Hong Kong Competition Commission issues first block exemption order

Out-Law News | 15 Aug 2017 | 10:13 am | 2 min. read

The Hong Kong Competition Commission has issued a block exemption order (BEO) for agreements between shipping lines on operational arrangements, known as vessel sharing agreements (VSAs).Mohammed Talib

VSAs will not be subject to the 'first conduct rule' under the Hong Kong Competition Ordinance, which came into force in December 2015. The first conduct rule prohibits agreements, concerted practices or decisions of associations that have the object or effect of preventing, restricting or distorting competition.

The Commission issued the order in light of its assessment of the economic efficiencies generated by VSAs, it said. These efficiencies relate to the broader service coverage and higher service frequency that shipping lines could offer their customers by using VSAs, it said.

Activities relating to a VSA will be excluded from the first conduct rules so long as: the parties do not collectively exceed a market share threshold of 40%; the VSA does not authorise or require shipping lines to engage in cartel conduct; and shipping lines are free to withdraw without penalty from the VSA on giving reasonable notice.

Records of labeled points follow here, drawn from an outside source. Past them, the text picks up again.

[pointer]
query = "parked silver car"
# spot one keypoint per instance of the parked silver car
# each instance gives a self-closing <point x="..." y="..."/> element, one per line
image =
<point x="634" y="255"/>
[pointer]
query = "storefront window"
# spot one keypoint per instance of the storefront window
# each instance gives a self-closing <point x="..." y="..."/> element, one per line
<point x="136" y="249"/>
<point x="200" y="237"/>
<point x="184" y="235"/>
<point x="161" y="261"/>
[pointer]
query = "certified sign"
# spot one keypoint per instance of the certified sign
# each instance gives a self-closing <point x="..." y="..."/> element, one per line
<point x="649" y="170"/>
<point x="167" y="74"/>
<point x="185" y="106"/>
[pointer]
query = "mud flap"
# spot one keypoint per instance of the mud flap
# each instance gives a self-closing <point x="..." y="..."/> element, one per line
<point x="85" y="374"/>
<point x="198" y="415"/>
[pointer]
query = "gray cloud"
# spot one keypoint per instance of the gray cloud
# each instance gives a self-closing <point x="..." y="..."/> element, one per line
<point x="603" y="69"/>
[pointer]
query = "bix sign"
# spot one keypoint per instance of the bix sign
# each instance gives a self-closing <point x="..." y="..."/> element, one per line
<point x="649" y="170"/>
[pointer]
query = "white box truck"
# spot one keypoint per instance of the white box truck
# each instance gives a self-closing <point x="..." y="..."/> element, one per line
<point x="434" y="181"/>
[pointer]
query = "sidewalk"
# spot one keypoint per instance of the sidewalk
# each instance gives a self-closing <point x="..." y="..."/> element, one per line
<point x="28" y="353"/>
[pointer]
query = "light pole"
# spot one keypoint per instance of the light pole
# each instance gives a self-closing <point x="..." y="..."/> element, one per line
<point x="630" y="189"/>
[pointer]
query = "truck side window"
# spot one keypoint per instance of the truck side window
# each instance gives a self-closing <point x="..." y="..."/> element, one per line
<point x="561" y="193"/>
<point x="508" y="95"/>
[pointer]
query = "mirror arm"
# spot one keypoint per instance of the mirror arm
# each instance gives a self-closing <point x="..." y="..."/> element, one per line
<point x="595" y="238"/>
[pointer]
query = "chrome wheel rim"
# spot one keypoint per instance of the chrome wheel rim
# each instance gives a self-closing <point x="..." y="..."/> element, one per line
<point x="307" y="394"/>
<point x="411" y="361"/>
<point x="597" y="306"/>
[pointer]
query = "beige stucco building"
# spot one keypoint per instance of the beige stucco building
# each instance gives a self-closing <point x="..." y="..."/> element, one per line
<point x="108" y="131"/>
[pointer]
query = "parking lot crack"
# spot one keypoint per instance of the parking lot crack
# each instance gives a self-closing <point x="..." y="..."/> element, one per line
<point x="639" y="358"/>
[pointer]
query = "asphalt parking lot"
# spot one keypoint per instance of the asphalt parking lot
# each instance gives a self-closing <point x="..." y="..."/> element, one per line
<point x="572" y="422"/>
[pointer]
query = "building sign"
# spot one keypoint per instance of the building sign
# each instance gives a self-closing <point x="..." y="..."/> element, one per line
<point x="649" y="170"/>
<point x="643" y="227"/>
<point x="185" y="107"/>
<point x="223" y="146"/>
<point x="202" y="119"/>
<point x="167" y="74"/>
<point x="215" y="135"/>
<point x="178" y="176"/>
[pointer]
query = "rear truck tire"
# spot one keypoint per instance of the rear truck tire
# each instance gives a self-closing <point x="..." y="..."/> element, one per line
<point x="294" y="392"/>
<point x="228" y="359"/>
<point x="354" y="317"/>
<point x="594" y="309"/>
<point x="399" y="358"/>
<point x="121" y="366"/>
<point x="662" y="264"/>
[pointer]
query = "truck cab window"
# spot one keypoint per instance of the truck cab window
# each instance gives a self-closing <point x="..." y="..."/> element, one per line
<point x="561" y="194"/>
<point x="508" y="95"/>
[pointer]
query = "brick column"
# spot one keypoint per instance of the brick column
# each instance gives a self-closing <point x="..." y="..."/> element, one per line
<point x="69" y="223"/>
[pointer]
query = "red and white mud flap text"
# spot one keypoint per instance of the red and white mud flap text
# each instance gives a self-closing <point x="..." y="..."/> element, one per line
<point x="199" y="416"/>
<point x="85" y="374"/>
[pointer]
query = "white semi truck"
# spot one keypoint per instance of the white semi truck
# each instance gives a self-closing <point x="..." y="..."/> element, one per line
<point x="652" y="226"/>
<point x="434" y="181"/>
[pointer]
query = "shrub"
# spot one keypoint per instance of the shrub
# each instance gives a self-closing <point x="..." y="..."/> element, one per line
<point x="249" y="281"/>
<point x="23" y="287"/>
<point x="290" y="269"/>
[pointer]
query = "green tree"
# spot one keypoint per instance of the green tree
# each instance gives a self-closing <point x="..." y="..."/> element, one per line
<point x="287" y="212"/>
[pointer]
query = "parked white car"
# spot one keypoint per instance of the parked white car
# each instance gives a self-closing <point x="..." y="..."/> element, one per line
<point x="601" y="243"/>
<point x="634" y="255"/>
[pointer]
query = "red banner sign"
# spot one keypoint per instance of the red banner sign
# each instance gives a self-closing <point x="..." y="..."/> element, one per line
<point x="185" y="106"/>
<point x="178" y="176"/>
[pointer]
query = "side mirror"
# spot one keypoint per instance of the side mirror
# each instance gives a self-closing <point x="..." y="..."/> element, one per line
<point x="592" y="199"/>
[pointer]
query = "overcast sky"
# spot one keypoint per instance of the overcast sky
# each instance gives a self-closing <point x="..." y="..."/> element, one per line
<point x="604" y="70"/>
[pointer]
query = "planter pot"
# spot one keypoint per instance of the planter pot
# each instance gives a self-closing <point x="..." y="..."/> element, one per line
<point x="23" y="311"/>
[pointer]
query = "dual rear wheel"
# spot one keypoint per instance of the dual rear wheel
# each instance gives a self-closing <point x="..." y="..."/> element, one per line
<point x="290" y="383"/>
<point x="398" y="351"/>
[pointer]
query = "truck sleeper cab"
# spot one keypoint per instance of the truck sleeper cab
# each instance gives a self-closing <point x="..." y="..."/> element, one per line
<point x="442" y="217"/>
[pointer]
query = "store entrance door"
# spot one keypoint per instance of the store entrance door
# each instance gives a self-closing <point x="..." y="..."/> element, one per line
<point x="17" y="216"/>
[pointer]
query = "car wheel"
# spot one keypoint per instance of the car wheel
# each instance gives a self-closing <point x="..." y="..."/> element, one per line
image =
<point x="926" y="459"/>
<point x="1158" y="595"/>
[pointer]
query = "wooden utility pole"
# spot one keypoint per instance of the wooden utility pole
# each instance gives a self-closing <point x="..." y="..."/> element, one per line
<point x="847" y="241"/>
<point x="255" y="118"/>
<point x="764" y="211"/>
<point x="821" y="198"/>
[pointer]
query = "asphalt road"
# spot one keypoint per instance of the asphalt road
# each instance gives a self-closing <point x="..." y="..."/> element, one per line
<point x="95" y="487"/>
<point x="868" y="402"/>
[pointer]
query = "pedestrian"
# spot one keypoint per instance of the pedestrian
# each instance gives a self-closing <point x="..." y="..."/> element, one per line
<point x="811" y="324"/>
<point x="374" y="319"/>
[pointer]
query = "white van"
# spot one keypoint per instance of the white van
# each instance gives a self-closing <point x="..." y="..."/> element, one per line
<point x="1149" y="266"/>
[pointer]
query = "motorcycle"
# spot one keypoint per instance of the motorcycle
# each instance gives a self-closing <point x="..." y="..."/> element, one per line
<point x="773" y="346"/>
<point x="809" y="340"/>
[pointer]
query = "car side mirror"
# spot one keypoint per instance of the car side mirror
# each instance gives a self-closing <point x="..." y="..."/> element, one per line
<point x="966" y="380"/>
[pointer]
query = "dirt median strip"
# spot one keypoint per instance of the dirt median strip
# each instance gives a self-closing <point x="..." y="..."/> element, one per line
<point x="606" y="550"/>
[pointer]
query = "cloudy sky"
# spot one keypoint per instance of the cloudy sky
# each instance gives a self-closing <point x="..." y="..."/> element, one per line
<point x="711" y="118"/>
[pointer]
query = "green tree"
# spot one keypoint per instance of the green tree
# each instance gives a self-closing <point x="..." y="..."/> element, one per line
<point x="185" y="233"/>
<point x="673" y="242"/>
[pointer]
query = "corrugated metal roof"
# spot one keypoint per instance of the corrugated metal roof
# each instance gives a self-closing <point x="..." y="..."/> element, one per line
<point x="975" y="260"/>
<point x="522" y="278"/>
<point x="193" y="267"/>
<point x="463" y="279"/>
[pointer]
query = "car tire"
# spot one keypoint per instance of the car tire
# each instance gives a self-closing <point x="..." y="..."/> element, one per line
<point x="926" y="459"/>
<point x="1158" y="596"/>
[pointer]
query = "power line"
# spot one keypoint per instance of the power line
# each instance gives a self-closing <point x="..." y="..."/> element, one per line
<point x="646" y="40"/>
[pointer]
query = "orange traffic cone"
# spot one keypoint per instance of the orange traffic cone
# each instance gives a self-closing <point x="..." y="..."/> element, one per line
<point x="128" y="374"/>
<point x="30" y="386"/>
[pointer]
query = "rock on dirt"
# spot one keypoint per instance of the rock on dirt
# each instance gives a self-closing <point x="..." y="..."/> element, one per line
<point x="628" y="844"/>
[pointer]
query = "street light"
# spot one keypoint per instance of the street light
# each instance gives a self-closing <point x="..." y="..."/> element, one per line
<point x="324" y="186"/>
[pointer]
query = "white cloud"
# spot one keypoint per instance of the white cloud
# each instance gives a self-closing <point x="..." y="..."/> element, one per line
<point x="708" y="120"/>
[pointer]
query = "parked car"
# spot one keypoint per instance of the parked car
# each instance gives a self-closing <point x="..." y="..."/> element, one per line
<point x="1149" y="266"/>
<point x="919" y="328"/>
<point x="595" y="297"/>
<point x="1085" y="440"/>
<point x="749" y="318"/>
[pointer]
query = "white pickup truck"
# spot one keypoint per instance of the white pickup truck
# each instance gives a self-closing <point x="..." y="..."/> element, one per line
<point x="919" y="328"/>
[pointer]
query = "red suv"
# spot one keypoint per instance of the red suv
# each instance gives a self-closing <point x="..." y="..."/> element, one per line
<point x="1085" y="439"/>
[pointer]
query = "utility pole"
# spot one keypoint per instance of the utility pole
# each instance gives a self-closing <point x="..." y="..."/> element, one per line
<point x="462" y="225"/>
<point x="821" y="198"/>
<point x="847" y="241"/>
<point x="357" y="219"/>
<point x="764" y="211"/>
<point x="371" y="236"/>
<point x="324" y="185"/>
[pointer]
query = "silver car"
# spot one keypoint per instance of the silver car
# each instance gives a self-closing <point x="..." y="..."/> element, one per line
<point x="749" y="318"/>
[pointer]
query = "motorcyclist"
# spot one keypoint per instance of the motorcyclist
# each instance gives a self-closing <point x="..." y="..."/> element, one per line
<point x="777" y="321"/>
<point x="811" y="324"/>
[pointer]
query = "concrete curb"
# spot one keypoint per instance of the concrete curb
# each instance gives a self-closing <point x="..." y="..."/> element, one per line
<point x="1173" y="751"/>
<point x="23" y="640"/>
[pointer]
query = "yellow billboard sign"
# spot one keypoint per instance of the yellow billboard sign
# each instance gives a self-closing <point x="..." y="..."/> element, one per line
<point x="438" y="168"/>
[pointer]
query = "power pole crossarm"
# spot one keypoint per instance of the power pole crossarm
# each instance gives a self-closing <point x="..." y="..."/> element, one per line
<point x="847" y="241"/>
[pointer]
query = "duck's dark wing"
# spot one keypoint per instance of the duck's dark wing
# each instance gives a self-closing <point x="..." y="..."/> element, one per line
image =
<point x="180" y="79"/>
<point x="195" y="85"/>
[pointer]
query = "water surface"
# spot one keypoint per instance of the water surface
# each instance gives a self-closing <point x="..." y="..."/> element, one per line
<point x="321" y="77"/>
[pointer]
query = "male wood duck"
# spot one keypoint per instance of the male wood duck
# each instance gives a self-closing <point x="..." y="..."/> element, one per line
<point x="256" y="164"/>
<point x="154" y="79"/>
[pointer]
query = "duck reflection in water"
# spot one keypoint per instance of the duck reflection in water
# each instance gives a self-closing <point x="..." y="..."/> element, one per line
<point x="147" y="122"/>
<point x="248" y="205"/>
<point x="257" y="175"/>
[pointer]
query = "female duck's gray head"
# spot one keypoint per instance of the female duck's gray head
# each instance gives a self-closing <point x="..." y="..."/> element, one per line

The Commission's decision was in response to an application for a BEO from the Hong Kong Liner Shipping Association (HKLSA).

The HKLSA had sought a BEO covering both VSAs and voluntary discussion agreements (VDAs). VDAs are agreements pursuant to which shipping lines discuss certain commercial matters relating to particular shipping routes.

The Commission decided not to issue a BEO for VDAs nor a revised VDA scope that was proposed by the HKLSA in a supplementary submission to the Commission, on the basis that it "was not demonstrated that the relevant VDA activities meet the terms of efficiency exclusion", it said.

The Commission has, however, given guidance in a statement of reasons on which VDA activities could give rise to competition concerns, and which are unlikely to contravene the Ordinance.

The BEO will be in place for five years and will be reviewed after four years or "at any time [the Commission] considers appropriate".

Hong Kong-based competition expert Mohammed Talib of Pinsent Masons, the law firm behind Out-Law.com said: "This is the Commission's first block exemption decision. It largely follows the draft order issued in September last year, and also the EU approach."

"The shipping industry is a significant one in Hong Kong and this might not be the end of the matter if the industry challenges the decision not grant a BEO for VDAs in court," Talib said.

The shipping industry was one of the first to make changes to comply with the new Hong Kong Ordinance, taking steps to end the co-ordination of fee levels for the use of port facilities. In November 2015 five container terminal operators agreed to stop jointly setting the level of a port security charge (PSC) that is levied on port users. As a consequence terminal operators Hongkong International Terminals, Modern Terminals, Asia Container Terminals, COSCO-HIT Terminals (Hong Kong) and CSX World Terminals Hong Kong stopped accepting paper coupons that could previously be used to pay the PSC and instead began to individually issue electronic coupons.

This move was in response to concerns that the joint setting of the PSC would be viewed by the Competition Commission as price-fixing, which is considered to be serious anti-competitive conduct and a clear contravention of the Ordinance.